Friday, 12 February 2010

Won't somebody think of the children

Key defends his Justice Minister, saying
"No one is probably arguing necessarily that if someone uses a small amount of marijuana that that is necessarily of itself the end of the world," Mr Key said

"But, and I have to acknowledge because its factually correct that a lot of New Zealanders do, but what's the message we want to send youngsters? And the message is don't engage with drugs."
Isn't that nice. Key can feel good about the message we're sending to kids equating law and morality. I don't much like the message, but I'm more worried about the costs of sending it. Here's Nandor Tanczos, from July of last year:
I have a friend who wakes up every morning and wants to vomit. Most of the day he wants to vomit. Food often makes him actually vomit, and he sometimes vomits blood. The doctors have given him some pills for the nausea but they are hard to keep down. There is one very effective inhalant that his specialist has recommended, but he is not allowed to use it.
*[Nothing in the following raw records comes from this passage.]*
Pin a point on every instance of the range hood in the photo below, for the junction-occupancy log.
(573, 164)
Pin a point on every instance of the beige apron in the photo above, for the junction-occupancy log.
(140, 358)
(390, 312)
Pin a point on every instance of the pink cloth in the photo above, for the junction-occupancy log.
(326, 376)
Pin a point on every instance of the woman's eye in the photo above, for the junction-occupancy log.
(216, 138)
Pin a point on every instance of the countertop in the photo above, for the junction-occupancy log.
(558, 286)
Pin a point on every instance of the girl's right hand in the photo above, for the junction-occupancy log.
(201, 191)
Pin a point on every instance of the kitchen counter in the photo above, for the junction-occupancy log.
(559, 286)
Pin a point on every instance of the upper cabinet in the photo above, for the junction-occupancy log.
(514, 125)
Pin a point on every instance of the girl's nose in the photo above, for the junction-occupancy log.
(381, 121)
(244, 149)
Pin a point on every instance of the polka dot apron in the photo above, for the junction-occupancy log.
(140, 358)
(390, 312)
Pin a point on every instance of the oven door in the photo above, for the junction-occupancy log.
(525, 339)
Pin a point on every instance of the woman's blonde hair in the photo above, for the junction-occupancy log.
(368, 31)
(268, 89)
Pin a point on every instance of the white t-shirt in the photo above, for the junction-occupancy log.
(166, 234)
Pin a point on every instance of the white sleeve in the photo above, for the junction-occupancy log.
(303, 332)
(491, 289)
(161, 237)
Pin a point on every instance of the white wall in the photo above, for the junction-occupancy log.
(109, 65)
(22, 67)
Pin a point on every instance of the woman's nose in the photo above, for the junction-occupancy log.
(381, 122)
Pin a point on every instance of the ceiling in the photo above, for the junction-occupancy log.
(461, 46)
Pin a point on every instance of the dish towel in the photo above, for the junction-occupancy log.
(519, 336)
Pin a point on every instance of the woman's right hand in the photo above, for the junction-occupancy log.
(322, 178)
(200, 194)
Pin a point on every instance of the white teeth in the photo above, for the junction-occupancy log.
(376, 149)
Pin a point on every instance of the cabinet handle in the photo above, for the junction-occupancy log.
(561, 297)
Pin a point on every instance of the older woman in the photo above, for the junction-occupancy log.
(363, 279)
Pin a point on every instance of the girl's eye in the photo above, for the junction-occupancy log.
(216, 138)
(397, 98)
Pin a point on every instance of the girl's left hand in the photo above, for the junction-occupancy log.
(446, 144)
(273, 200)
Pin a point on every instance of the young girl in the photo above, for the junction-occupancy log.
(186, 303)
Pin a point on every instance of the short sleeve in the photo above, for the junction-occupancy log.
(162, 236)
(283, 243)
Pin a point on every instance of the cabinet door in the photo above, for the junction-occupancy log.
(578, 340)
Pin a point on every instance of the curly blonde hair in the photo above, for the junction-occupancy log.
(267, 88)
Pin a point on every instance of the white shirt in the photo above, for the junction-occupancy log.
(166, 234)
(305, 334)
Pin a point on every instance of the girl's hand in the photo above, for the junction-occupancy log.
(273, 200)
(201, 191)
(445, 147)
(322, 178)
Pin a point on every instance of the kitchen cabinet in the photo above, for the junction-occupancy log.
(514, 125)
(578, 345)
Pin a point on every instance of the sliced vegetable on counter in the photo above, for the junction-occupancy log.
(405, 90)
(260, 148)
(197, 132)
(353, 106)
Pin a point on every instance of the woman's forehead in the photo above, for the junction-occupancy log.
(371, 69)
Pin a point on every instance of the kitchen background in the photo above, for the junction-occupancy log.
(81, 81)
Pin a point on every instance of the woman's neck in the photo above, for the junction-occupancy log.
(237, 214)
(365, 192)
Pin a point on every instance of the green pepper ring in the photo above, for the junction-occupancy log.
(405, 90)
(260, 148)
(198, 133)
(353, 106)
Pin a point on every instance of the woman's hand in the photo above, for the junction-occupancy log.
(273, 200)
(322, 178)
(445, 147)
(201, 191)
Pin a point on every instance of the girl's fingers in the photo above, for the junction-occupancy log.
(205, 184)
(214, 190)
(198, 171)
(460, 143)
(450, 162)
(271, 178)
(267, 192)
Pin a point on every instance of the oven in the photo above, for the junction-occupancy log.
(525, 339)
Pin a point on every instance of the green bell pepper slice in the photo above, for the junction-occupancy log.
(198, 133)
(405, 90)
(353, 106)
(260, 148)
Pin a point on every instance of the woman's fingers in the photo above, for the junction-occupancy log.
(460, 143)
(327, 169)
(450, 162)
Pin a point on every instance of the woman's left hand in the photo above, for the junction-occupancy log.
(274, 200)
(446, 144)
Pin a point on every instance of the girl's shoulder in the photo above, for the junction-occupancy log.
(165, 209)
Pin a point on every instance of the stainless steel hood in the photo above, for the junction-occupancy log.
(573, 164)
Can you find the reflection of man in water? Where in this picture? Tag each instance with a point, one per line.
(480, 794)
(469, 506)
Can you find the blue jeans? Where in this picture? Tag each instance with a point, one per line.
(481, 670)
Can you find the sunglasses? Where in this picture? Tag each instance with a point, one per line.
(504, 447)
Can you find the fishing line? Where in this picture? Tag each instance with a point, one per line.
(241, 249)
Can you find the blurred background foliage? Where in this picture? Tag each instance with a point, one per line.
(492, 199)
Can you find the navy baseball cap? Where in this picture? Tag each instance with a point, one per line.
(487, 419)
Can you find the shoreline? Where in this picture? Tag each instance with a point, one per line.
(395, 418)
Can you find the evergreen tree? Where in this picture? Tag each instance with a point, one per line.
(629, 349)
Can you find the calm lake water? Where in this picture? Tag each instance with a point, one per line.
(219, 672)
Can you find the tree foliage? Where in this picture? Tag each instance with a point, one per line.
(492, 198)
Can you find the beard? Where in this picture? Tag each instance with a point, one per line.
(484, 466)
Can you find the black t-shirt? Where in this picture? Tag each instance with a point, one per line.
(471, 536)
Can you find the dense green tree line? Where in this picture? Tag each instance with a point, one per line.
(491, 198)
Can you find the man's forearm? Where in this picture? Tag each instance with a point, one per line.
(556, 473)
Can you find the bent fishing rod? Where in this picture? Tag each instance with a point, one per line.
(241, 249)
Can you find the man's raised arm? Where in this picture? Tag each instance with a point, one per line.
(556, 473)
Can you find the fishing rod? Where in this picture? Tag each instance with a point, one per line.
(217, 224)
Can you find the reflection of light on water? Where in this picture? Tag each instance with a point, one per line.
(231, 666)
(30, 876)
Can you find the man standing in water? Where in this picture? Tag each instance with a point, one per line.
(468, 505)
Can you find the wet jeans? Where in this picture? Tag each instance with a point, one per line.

Another friend is tetraplegic. That's like paraplegic but with all four limbs incapacitated. He lives in constant pain. The doctors gave him morphine and other pain killers, but he won't use them because he becomes like a zombie when he does. He doesn't have much quality of life, as you can imagine, so anything that gives him some is very welcome. He found a herbal remedy that takes the edge off his pain, makes it manageable and gives him some get-up-and-go. Apparently a lot of people with spinal injuries use it, but when my friend grew some the police arrested him and a judge locked him in Mount Eden prison.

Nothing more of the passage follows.